I didn't do something special to earn their trust. I lived with them and I spent time with them at the most dangerous moments, so I was able to build up a kind of camaraderie. We became very close from being life threatening situations together.

WP: In the book, you express your frustrations with how little attention North Korean defectors get from the outside world. In the time since you finished the book, though, a lot has changed. The U.N. Commission of Inquiry gave defectors a stage to talk about what they had been through, and the commission’s report was damning and widely read. Do you think the world is now sufficiently aware of the problem?

LHJ: I consider North Korean defectors as “the Jews of Asia." It's been a long time since the Holocaust but the world remembers it. It should be the same for North Korean defectors.
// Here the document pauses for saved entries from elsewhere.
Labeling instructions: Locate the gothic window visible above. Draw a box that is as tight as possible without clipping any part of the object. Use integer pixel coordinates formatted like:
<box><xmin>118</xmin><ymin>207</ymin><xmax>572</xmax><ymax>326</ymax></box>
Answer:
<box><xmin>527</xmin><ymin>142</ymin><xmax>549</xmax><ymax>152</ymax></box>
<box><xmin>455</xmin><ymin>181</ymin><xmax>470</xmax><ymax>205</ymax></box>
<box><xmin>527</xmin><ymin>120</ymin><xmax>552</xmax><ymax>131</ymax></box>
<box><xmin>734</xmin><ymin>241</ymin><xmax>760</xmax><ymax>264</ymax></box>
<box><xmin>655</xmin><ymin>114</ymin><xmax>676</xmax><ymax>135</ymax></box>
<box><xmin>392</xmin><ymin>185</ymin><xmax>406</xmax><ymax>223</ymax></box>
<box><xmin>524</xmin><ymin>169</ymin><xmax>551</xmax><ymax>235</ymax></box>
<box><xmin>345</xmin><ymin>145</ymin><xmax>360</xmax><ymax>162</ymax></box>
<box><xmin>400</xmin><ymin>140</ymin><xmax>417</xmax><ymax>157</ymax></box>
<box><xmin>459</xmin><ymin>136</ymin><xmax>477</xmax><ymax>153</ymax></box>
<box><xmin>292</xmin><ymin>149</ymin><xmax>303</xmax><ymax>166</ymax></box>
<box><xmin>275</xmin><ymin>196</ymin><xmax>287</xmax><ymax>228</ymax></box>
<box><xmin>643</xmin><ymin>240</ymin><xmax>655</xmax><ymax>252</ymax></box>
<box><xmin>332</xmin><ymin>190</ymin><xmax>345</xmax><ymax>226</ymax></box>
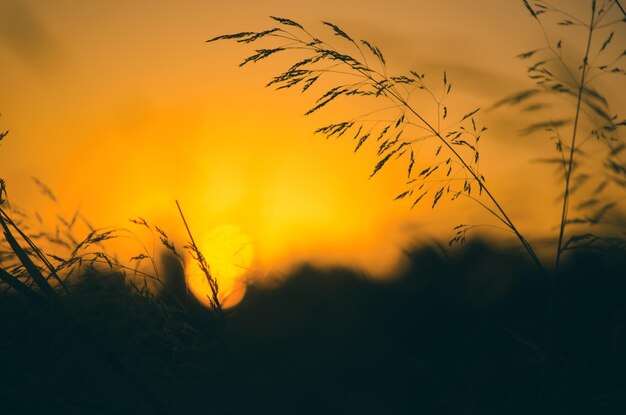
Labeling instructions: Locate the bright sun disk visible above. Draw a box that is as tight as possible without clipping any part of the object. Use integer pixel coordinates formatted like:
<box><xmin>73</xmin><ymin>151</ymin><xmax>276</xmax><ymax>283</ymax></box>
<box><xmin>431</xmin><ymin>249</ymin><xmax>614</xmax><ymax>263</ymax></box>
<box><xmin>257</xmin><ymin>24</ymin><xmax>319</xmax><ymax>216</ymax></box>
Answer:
<box><xmin>186</xmin><ymin>224</ymin><xmax>254</xmax><ymax>309</ymax></box>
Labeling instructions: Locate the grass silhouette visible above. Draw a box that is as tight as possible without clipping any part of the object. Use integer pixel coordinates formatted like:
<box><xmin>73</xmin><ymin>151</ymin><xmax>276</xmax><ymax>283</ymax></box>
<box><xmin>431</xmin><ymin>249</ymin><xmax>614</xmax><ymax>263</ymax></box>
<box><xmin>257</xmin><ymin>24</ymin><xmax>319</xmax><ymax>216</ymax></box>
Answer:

Recently, more attention is given to them but the situation for defectors hiding in China and Russia hasn't changed. That is why we and the world should continuously pay attention to this issue and demand improvements. I hope more attention will be given to them until their misery is over.


This undated picture released by North Korea's official Korean Central News Agency (KCNA) on June 16, 2015, shows North Korean leader Kim Jong-Un inspecting a night naval fire drill at an undisclosed place in North Korea. (KNS/AFP/Getty Images)

WP: From your perspective, what could the world – and South Korea in particular – be doing to better help people who have escaped from North Korea?

LHJ: I think South Korea is helping North Korean defectors a lot to settle down in the South, even though the level of support is significantly lower than when they were respected as “returned heroes.” They receive housing and education benefits, as well as other benefits to help them begin a new life as ordinary citizens.

Let me give you an example. A North Korean defector I interviewed had a son with cerebral palsy and that's why she decided to defect through China. Her story is known in many countries. She came from an artistic group in North Korea and was good at playing musical instruments. She had the so-called “star quality” that outsiders want from a defector.

Many human rights groups, churches and TV networks wanted her to appear for lectures or shows. In short, she was offered money to sell her horrible personal stories. She asked my opinions about selling stories for living.

My advice was this. "It's your decision in the end, but I don't think that kind of life is an ideal way to settle down. What if another defector emerges with more horrible or stronger stories? The attention given to you would move to the other person and you might try to make up a story to win the attention back. It's a vicious circle. How about looking for a way to earn decent money and live with your family?"

With help of her local church and charity groups, she learned to be a hairdresser and got a job. A hospital sponsored her son's medical treatment. She once lived in the middle of media spotlight, but she now happily lives as an ordinary citizen in Seoul with her family.

I consider this as a model case of a North Korean defector settling down in South Korea. An ordinary citizen is valued in a democratic society.

To do more of this, regular people in South Korea need to pay more attention to North Korean defectors so they can live normal lives without being tempted by human rights groups or the media to sell their stories. North Korean defectors need to get jobs without discrimination and local community need to try harder to embrace them.